Sul primo test, inoltre, si registra un'ulteriore novità: il «niet» di Pietro Grasso alla richiesta di scrutinio segreto. Una decisione che il presidente del Senato motiva spiegando, di fatto, che il ddl fa riferimento all'art. 2 della Costituzione e non intacca, quindi, i diritti sul matrimonio e la famiglia disciplinati dagli articoli 29, 30 e 31 della Carta. Quella che Grasso fornisce è insomma una prima linea sull'ammissibilità dei voti segreti: i voti ci saranno ma, stando alla spiegazione del presidente del Senato, difficilmente potranno essere numerosi.
E, non a caso, la decisione di Grasso innesca in aula l'ira di Calderoli, Quagliariello e Giovanardi che parlano di «scelta politica» e non conforme al suo ruolo di «arbitro».
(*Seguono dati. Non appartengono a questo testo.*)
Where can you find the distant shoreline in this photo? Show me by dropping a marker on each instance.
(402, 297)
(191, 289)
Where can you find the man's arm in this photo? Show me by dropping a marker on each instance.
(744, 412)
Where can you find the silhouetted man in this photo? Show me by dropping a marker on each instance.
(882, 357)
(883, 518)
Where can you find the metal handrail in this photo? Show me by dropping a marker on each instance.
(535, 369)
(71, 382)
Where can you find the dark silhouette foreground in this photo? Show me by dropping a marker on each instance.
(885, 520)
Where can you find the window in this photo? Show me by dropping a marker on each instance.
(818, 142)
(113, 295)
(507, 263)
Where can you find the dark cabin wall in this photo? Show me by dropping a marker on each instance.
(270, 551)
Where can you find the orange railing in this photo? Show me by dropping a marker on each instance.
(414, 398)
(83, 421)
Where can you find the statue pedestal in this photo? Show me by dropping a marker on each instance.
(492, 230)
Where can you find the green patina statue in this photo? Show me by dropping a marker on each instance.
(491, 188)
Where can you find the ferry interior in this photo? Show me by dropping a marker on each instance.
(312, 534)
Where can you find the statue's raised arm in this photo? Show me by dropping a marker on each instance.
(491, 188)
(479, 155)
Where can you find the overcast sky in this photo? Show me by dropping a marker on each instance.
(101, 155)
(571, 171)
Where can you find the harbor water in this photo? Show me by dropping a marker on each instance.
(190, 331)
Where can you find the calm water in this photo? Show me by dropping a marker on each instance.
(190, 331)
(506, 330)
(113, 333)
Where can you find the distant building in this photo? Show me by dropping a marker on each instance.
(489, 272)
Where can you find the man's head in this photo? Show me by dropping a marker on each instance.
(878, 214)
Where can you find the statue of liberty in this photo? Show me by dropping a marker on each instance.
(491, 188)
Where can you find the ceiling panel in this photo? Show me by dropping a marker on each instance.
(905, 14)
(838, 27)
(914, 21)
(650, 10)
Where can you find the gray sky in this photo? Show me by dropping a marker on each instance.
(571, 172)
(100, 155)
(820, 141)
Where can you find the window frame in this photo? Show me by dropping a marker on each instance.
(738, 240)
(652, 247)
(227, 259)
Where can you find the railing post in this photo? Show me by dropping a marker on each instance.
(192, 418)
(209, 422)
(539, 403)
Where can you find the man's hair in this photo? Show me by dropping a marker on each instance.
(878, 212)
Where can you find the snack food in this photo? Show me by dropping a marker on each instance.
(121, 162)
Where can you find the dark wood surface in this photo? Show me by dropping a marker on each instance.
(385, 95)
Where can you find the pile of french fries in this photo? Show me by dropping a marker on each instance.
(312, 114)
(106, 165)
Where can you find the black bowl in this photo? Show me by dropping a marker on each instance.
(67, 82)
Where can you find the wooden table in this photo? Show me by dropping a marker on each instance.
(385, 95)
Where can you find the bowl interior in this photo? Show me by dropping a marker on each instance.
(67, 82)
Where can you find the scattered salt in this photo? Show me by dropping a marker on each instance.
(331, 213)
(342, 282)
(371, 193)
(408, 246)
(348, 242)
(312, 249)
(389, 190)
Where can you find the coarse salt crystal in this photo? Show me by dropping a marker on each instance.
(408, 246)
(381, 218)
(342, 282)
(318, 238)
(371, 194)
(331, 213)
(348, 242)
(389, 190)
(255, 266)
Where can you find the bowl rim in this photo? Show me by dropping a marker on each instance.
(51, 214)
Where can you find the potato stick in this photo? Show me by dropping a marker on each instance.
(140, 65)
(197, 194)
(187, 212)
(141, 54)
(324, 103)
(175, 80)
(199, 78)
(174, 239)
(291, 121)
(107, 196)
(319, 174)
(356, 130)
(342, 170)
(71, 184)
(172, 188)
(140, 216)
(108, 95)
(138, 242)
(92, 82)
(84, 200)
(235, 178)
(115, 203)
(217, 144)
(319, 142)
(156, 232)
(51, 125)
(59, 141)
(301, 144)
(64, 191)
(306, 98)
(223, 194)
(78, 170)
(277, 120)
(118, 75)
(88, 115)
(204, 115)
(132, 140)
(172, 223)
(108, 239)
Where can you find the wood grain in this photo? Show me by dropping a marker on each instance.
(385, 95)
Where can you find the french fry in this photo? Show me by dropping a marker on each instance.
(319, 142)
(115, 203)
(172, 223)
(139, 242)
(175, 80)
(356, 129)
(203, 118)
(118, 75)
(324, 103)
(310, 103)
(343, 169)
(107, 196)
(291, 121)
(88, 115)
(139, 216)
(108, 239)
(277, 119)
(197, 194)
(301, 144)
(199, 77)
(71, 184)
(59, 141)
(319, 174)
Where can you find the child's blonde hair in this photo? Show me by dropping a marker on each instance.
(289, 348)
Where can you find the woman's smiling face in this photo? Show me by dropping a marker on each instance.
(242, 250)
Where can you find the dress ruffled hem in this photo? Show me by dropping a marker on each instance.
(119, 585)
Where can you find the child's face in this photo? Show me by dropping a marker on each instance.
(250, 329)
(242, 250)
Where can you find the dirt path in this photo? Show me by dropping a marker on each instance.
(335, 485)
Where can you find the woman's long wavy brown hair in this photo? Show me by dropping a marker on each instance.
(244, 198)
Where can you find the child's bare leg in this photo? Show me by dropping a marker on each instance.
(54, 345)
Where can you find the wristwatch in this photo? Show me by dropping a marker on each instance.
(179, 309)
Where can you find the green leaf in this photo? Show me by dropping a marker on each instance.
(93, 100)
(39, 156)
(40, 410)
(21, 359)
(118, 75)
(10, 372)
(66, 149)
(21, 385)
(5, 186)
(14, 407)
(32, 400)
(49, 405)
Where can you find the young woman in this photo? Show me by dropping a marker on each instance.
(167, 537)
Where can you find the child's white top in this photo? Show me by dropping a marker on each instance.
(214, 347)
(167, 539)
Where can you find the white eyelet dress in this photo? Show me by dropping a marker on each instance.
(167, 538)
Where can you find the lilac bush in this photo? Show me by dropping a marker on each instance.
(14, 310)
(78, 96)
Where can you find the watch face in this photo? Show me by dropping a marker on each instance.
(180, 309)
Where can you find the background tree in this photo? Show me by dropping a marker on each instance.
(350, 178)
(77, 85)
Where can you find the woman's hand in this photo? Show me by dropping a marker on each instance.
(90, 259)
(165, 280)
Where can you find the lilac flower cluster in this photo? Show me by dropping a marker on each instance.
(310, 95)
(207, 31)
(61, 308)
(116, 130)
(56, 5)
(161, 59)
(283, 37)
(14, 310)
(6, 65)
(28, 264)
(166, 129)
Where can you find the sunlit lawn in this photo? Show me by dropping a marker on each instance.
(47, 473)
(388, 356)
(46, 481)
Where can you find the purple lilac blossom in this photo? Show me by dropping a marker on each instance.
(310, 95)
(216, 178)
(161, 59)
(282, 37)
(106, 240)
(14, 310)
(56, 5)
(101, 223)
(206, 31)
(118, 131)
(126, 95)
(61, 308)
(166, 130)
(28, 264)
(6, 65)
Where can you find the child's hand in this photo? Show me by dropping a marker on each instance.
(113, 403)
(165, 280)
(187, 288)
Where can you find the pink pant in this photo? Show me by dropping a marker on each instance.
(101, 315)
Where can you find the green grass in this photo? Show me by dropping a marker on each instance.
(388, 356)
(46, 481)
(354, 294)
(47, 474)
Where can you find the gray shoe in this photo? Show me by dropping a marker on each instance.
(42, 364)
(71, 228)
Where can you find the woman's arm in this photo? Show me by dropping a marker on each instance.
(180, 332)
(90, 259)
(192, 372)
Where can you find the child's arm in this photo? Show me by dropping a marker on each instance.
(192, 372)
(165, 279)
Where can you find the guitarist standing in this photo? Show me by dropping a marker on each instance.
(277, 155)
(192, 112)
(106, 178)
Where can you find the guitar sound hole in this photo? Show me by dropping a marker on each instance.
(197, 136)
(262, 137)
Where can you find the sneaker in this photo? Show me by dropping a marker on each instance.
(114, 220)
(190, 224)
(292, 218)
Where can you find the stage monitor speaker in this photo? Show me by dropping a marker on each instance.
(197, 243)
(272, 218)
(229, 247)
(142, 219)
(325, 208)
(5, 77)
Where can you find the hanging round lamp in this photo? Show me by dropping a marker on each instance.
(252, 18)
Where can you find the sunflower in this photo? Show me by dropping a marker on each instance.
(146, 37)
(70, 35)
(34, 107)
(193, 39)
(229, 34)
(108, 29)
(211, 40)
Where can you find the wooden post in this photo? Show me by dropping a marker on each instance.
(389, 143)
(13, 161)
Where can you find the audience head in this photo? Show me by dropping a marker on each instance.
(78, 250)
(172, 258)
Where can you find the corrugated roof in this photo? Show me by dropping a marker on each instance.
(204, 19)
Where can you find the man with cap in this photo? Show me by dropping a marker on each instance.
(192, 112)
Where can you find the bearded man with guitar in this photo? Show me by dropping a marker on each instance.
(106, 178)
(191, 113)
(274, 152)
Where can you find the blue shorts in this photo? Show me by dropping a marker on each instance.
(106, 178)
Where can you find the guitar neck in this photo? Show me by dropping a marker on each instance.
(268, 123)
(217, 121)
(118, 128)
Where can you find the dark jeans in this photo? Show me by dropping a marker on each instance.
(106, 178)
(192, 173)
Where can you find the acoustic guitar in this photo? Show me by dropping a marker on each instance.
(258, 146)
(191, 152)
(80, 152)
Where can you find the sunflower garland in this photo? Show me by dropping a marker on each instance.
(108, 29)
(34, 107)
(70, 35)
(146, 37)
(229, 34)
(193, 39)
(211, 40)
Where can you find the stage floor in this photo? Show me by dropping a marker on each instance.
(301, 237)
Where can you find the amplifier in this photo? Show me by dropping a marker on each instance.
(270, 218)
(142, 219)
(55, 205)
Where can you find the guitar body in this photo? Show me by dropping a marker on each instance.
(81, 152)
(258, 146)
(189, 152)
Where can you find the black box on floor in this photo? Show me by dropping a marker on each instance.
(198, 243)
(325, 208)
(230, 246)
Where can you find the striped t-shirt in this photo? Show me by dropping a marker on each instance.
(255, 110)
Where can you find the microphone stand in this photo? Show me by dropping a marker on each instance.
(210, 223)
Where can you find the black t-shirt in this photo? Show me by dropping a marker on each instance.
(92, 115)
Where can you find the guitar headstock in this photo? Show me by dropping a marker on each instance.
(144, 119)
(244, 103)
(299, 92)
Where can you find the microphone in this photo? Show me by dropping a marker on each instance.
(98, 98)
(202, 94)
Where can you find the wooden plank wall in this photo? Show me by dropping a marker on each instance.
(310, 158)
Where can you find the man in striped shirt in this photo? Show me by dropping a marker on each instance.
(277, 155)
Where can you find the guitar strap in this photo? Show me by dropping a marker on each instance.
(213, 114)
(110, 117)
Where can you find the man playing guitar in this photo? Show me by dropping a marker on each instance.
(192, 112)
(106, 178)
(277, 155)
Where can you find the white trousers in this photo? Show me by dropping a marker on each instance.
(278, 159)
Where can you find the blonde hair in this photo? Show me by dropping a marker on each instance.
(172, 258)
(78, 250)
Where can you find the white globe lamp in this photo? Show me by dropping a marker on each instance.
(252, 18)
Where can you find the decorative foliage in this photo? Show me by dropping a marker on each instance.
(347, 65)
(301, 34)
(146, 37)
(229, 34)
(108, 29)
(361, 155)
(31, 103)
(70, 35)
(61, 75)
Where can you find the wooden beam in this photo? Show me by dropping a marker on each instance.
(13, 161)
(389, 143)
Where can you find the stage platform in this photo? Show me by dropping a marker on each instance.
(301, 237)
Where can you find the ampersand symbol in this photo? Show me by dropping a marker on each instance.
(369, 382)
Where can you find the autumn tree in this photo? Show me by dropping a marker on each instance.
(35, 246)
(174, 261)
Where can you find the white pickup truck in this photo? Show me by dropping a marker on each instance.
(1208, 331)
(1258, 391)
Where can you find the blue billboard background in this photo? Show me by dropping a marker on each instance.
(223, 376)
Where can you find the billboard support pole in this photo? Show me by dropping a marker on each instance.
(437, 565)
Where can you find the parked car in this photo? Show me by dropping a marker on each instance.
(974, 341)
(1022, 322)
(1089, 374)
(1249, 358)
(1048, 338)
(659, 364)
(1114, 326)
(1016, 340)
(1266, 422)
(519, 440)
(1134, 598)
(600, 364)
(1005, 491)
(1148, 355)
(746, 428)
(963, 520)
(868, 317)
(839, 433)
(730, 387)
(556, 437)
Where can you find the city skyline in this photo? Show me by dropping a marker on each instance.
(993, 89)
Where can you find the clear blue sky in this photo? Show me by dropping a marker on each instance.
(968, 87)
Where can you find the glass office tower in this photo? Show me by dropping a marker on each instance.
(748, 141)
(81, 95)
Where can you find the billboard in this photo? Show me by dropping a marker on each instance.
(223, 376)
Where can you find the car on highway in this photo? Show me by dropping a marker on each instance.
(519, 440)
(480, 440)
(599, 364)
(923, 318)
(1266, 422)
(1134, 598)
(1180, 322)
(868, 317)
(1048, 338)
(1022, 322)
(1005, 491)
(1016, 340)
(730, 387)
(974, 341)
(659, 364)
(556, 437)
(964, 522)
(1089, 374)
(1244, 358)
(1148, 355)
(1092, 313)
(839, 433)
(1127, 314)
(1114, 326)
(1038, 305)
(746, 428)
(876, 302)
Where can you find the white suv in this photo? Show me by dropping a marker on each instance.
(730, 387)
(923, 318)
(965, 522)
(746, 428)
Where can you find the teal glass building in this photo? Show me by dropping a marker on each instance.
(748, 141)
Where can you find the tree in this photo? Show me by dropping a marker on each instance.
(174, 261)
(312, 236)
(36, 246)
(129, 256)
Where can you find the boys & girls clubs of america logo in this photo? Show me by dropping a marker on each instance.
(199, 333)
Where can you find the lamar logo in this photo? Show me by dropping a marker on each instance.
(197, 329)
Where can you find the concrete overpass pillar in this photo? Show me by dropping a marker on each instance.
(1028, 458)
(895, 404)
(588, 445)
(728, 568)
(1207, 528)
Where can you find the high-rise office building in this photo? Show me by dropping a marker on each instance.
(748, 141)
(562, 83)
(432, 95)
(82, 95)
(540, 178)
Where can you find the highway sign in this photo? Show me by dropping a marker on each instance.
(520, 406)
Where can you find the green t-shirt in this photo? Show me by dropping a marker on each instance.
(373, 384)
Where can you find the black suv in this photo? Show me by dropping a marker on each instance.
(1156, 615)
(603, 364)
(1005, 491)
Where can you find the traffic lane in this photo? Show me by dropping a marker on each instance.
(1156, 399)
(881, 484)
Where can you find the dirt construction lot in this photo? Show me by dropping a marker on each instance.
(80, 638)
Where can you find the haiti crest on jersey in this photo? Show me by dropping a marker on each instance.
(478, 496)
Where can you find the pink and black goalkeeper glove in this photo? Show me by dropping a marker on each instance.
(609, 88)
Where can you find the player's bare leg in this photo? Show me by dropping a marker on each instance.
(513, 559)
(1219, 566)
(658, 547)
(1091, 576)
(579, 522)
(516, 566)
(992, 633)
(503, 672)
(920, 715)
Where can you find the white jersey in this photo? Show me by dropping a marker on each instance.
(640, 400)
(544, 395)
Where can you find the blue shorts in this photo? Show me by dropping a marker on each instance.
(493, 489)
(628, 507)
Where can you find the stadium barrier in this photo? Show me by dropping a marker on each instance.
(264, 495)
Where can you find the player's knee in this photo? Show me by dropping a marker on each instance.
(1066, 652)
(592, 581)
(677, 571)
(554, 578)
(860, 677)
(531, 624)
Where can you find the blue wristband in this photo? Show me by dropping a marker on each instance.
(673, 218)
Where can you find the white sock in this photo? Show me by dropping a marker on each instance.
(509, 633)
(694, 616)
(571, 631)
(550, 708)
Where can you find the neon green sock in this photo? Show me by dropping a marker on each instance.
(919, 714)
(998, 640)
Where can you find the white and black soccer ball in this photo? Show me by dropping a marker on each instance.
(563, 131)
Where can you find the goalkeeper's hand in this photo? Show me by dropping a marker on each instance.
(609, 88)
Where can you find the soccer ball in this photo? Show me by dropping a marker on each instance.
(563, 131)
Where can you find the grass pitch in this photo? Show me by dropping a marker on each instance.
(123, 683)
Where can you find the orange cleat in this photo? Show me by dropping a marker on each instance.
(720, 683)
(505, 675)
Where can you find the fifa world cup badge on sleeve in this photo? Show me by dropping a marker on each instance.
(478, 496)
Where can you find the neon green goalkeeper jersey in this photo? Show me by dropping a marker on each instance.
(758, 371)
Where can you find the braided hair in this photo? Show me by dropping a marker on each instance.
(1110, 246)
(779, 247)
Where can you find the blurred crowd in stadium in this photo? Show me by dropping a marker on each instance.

Sul fronte Pd, a scatenare l'ira dei Cattodem è la proposta di Luigi Zanda di limitare i voti di coscienza a 3 emendamenti: quello pro-affido di Stefano Lepri, quello sulla piena adozione gay di Cecilia Guerra e quello all'art.22 di Donella Mattesini. Una scelta che Zanda sottolinea essere modificabile ma che, raccontano, già in un ufficio di presidenza fa andare su tutte le furie Lepri, portando al rischio, poi rientrato, di una clamorosa diserzione dei Cattodem alla riunione.
Riunione nella quale, poi, Lepri chiede apertamente che i voti secondo coscienza siano nove. Alla fine l'assemblea non delibera ma si limita a prendere atto della proposta Zanda, con la possibilità che alla fine si ammetta il voto di coscienza su altri due emendamenti Cattodem, quello a prima firma Collina all'art.3 sui diritti e doveri delle unioni civili e quello Dalla Zuanna sull'estensione del reato di maternità surrogata.
Martedì, con l'inizio delle votazioni - sul quale ieri Andrea Orlando confermava che il governo si rimetterà all'aula - le carte saranno finalmente scoperte e la prima a essere messa sul tavolo, dopo il nulla di fatto del patto Pd-Lega sul taglio agli emendamenti, potrebbe essere quella del «canguro» a prima firma Marcucci, che affonda diversi emendamenti del centrodestra, nonché quello sull'affido dei Cattodem «salvando» l'impianto del ddl.
È un'arma che, al momento, il Pd si riserva di usare nel caso in cui frani ogni altro tentativo di trattativa. Un'ultima carta che ha però l'effetto collaterale di scatenare la trincea di Ap, al momento contraria anche a qualsiasi soluzione di mediazione sulla stepchild adoption. E i centristi avvertono come le chiusure del Pd aprano un solco tra i due partiti di governo.